Le 7 mars dernier, une mission de la Facilité africaine de soutien juridique (ALSF), de la Banque africaine de développement (BAD), s’est rendu au cabinet du ministre des Mines, Christian Magnagna. Cette rencontre avait pour objet de discuter de l’appui de cette instance au secteur minier gabonais.

Conduite par Maude Vallee, conseillère juridique de la BAD, cette mission portait entre autre, sur une proposition d’accompagnement dans le domaine juridique des activités minières au Gabon.
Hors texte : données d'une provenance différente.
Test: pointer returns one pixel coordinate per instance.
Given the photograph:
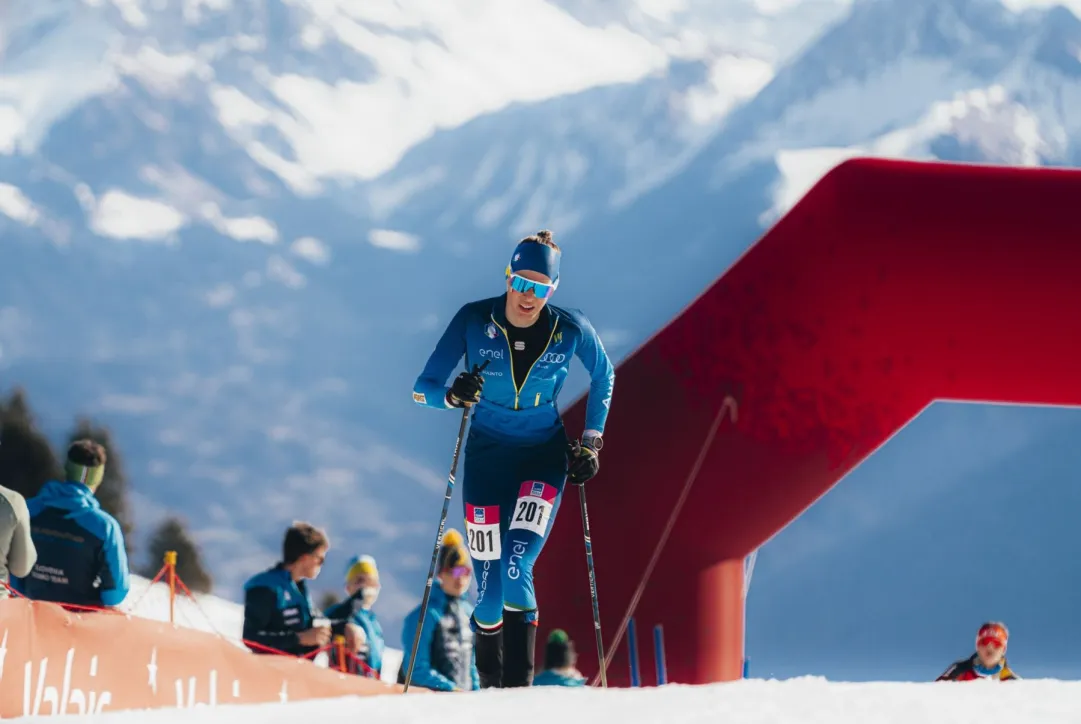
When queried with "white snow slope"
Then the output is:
(808, 700)
(805, 700)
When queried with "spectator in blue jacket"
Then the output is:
(445, 660)
(362, 586)
(81, 555)
(278, 611)
(560, 662)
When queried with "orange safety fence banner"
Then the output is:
(55, 662)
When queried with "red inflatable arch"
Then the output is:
(890, 285)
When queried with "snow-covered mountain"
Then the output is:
(232, 229)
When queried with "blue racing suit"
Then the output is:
(516, 452)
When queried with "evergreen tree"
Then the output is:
(112, 492)
(172, 534)
(27, 460)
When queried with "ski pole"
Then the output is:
(439, 537)
(592, 586)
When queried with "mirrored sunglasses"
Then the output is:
(523, 285)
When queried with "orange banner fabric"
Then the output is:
(57, 662)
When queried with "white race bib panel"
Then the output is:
(482, 525)
(533, 509)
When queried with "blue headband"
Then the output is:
(531, 256)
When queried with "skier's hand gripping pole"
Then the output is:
(439, 535)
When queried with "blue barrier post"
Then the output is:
(658, 655)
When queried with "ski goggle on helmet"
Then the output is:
(531, 256)
(993, 634)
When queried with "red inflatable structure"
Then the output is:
(890, 285)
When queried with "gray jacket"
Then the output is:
(17, 553)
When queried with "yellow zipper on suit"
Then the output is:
(510, 352)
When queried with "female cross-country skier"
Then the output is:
(518, 455)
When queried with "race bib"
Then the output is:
(482, 526)
(533, 509)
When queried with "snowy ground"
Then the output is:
(792, 701)
(808, 700)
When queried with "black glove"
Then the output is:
(466, 388)
(584, 460)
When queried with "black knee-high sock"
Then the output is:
(489, 643)
(519, 641)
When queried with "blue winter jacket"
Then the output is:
(445, 659)
(550, 678)
(276, 609)
(528, 415)
(81, 557)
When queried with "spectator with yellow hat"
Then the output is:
(366, 642)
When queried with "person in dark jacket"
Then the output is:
(366, 644)
(560, 660)
(278, 611)
(989, 661)
(445, 660)
(17, 553)
(81, 555)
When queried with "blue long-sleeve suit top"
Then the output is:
(479, 332)
(81, 555)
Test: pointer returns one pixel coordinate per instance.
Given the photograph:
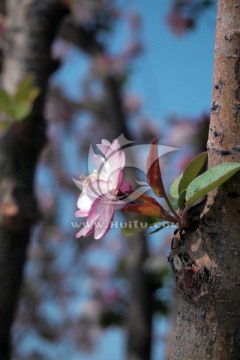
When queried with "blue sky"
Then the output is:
(172, 76)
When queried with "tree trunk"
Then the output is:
(205, 258)
(32, 25)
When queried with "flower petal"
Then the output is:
(126, 187)
(104, 222)
(85, 231)
(84, 202)
(81, 213)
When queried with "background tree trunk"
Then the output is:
(31, 29)
(205, 258)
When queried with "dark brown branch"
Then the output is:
(32, 28)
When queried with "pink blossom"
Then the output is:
(103, 191)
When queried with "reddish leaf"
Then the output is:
(145, 209)
(154, 176)
(148, 200)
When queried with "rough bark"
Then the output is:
(205, 258)
(31, 29)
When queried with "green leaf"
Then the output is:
(210, 180)
(22, 110)
(26, 91)
(7, 103)
(191, 171)
(174, 187)
(188, 175)
(159, 228)
(134, 227)
(151, 210)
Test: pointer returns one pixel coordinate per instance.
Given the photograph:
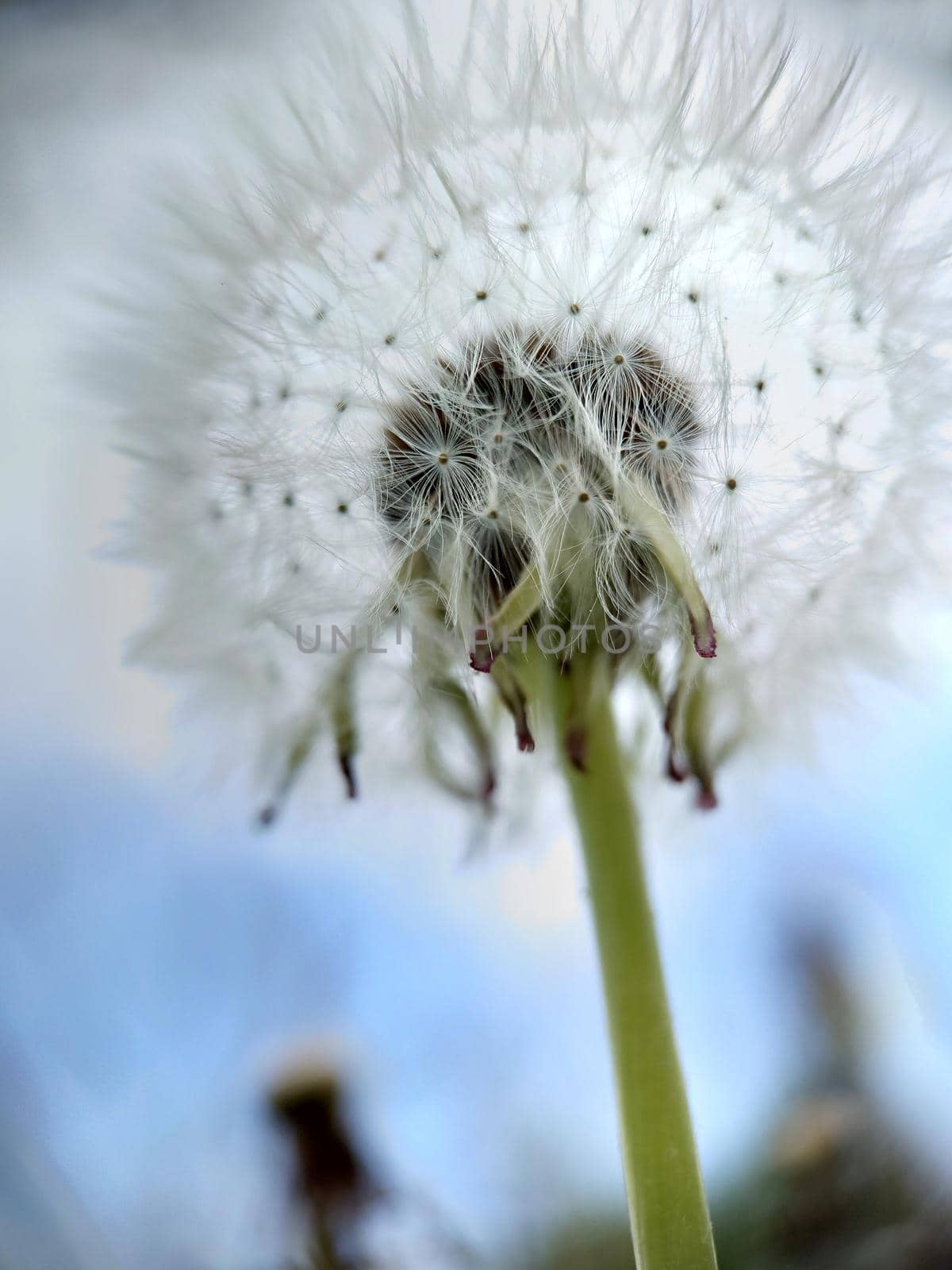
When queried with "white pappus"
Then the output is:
(621, 332)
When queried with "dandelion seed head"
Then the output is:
(640, 333)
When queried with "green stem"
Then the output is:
(670, 1219)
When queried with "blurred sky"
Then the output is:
(159, 958)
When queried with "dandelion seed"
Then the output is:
(539, 465)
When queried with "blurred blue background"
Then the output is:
(160, 960)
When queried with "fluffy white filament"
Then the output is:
(685, 194)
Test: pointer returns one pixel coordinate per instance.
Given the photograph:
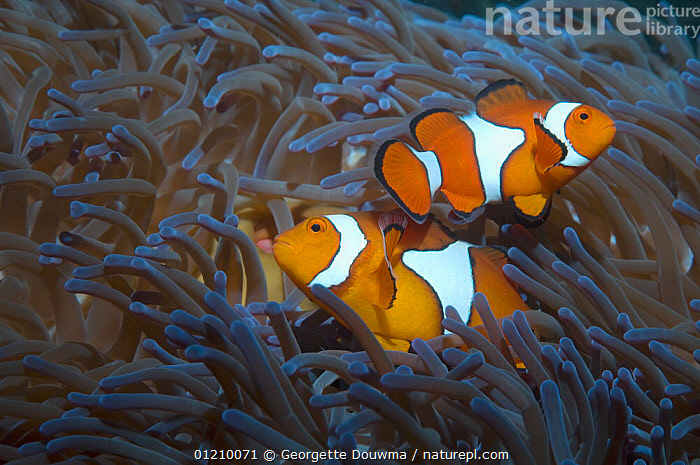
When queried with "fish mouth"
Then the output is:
(281, 242)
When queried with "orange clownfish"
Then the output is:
(397, 275)
(511, 149)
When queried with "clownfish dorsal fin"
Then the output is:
(431, 125)
(550, 150)
(411, 177)
(533, 209)
(499, 94)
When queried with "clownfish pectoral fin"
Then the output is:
(385, 290)
(550, 150)
(464, 206)
(392, 224)
(410, 177)
(533, 209)
(390, 343)
(498, 94)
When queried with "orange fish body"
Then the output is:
(511, 149)
(397, 275)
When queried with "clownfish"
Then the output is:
(511, 149)
(398, 275)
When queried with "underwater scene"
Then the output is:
(349, 232)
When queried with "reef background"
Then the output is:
(150, 150)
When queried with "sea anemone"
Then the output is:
(150, 149)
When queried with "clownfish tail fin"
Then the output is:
(411, 177)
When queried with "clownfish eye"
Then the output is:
(316, 225)
(583, 115)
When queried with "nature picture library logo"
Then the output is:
(656, 20)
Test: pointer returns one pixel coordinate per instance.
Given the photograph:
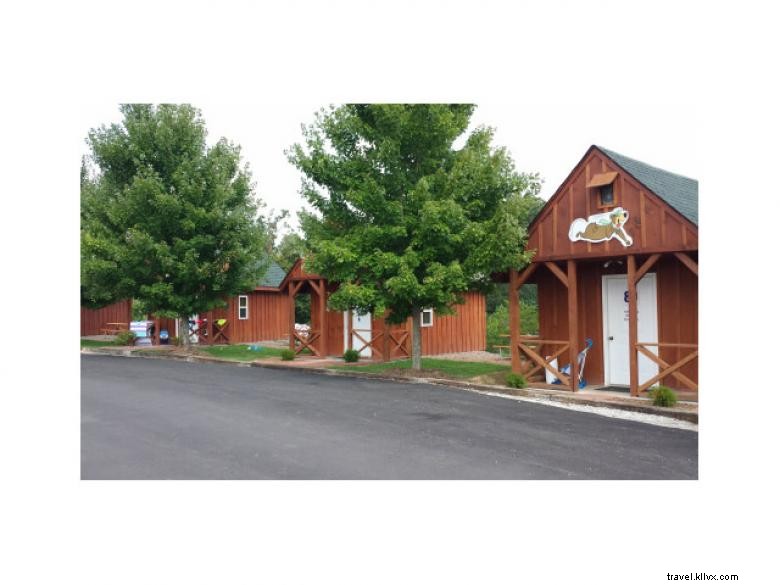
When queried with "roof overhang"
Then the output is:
(602, 179)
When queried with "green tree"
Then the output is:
(291, 247)
(403, 219)
(168, 220)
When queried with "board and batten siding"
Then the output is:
(93, 320)
(268, 317)
(653, 225)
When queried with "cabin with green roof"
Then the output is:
(616, 263)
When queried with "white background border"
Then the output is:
(712, 58)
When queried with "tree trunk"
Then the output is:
(184, 332)
(416, 340)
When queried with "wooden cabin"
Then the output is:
(373, 336)
(616, 261)
(108, 319)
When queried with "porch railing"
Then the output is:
(667, 369)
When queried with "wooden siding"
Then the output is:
(93, 320)
(678, 315)
(652, 223)
(268, 317)
(677, 301)
(466, 330)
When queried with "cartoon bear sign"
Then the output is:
(601, 227)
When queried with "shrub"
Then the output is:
(516, 380)
(351, 355)
(125, 338)
(663, 396)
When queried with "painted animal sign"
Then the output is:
(601, 227)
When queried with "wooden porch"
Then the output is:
(542, 351)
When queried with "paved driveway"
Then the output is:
(156, 419)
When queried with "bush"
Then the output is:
(663, 396)
(351, 355)
(125, 338)
(516, 380)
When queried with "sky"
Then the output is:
(548, 138)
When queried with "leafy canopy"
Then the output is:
(401, 217)
(168, 220)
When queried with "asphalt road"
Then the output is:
(156, 419)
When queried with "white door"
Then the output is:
(615, 309)
(363, 325)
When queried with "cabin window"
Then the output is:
(606, 196)
(243, 307)
(604, 186)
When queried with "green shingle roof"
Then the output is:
(273, 276)
(680, 192)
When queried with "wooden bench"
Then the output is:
(114, 328)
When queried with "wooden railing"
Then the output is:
(302, 341)
(396, 341)
(524, 345)
(668, 370)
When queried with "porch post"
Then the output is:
(323, 318)
(633, 363)
(385, 339)
(349, 329)
(291, 296)
(574, 335)
(514, 321)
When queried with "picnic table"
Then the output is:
(114, 328)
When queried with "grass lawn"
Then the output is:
(241, 353)
(453, 368)
(95, 343)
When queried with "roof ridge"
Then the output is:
(613, 152)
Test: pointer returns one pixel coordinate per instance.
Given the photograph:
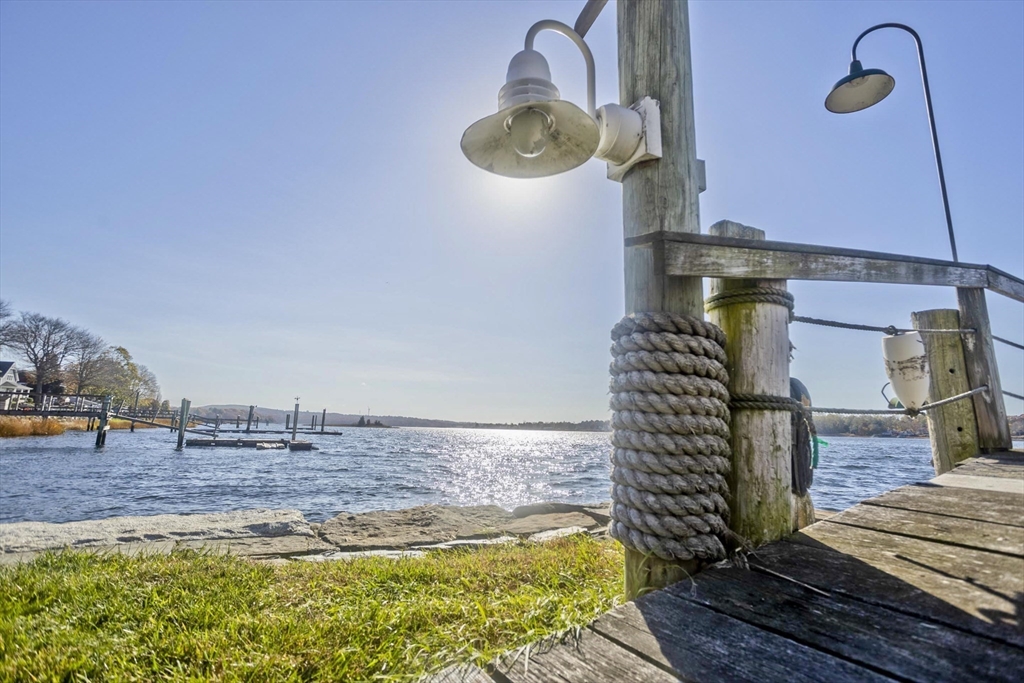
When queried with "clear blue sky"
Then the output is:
(265, 200)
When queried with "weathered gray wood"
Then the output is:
(985, 506)
(883, 639)
(1005, 284)
(689, 255)
(699, 644)
(952, 428)
(758, 348)
(183, 422)
(939, 528)
(658, 195)
(592, 658)
(102, 428)
(459, 673)
(972, 590)
(979, 354)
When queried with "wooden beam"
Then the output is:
(993, 428)
(952, 429)
(758, 349)
(658, 195)
(711, 256)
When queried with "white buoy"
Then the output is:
(906, 367)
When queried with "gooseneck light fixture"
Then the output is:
(865, 87)
(536, 133)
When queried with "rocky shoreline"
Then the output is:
(282, 536)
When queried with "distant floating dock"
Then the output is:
(260, 443)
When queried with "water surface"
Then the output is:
(65, 478)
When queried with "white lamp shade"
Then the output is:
(571, 138)
(907, 369)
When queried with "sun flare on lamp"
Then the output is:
(535, 133)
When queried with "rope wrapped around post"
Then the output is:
(671, 422)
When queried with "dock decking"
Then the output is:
(925, 583)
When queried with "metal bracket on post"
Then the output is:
(650, 138)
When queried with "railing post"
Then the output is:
(757, 344)
(952, 429)
(979, 354)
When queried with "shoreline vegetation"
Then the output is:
(826, 425)
(12, 426)
(189, 615)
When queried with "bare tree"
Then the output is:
(6, 312)
(44, 342)
(86, 369)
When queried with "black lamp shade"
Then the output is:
(862, 88)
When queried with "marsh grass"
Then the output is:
(79, 616)
(23, 426)
(18, 426)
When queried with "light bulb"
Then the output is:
(528, 130)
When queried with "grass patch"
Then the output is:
(18, 426)
(81, 616)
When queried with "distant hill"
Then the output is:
(231, 412)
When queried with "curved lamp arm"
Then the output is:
(931, 118)
(588, 56)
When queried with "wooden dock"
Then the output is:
(925, 583)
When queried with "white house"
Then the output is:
(9, 384)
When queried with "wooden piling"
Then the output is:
(183, 422)
(761, 508)
(952, 429)
(660, 195)
(101, 429)
(979, 354)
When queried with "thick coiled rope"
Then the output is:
(671, 438)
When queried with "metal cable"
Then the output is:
(1009, 343)
(890, 330)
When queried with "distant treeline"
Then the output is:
(585, 426)
(59, 357)
(885, 425)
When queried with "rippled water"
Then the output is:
(64, 478)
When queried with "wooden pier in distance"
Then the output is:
(924, 583)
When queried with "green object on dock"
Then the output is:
(817, 441)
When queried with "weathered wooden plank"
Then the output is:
(694, 255)
(993, 429)
(938, 528)
(985, 506)
(1006, 484)
(1005, 284)
(459, 673)
(702, 645)
(758, 348)
(952, 428)
(592, 658)
(967, 589)
(876, 637)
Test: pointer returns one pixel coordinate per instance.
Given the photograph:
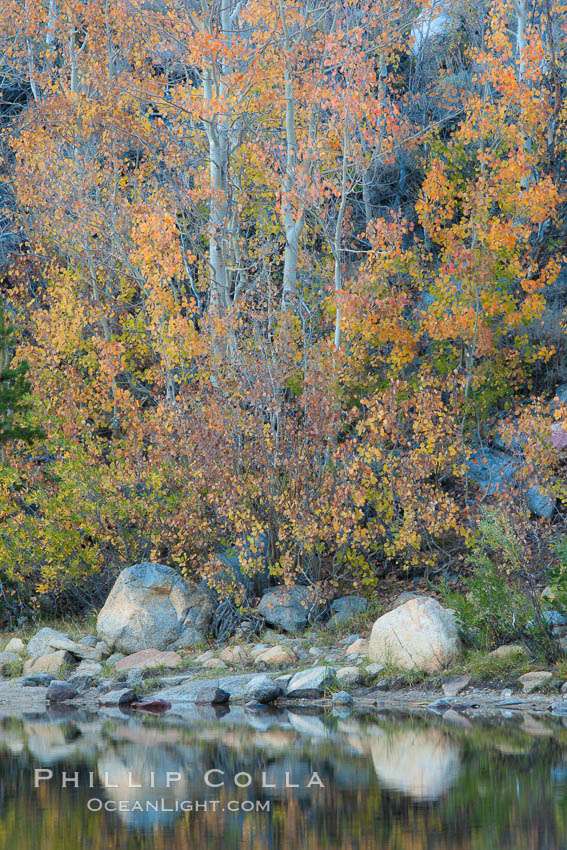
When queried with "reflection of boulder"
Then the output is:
(422, 763)
(53, 742)
(133, 764)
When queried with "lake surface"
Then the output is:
(280, 780)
Celle-ci s’inscrit dans cadre des missions de la BAD, consistant à apporter des conseils juridiques et une assistance technique aux Etats africains, afin de renforcer durablement leurs capacités en matière de négociation des transactions commerciales complexes et de règlement des litiges avec leurs créanciers, souligne Gabon économie.

Ainsi, elle a permis d’aborder deux points en l’occurrence, l’assistance dans la révision du Code minier gabonais et l’établissement de conventions types issues de cette loi ainsi que dans le renforcement des capacités des agents du ministère des Mines et de la Société équatoriale des mines (SEM) sur certains thèmes-clés de l’activité minière.

Le ministre des Mines, Christian Magnagna a pour sa part décliné la vision minière du Gabon, «Le Gabon est un pays riche en ressources minérales. Notre objectif est de valoriser ce potentiel et de stabiliser son exploitation ». Ajoutant par ailleurs qu’il «nous faut augmenter le taux d’investissements directs étrangers, nous assurer de l’équité lors de l’établissement des conventions types issues du Code minier et de la concrétisation d’un développement inclusif autour des sites miniers, mais aussi de leur réhabilitation »..

En outre, l’accompagnement proposé par la mission de la Facilité africaine de soutien juridique s’avère important pour le secteur minier gabonais. L’officialisation de cette collaboration entre l’ALSF et le gouvernement gabonais par l’entremise du ministère des Mines se fera dans les prochains jours, conformément à la procédure prévue à cet effet.

Pour rappel,, l’ALSF développe et propose une large gamme de produits et d’outils originaux, en matière de renforcement des capacités et de gestion des connaissances. L’adhésion à cette structure est ouverte à tous les Etats souverains et organisations ou institutions internationales.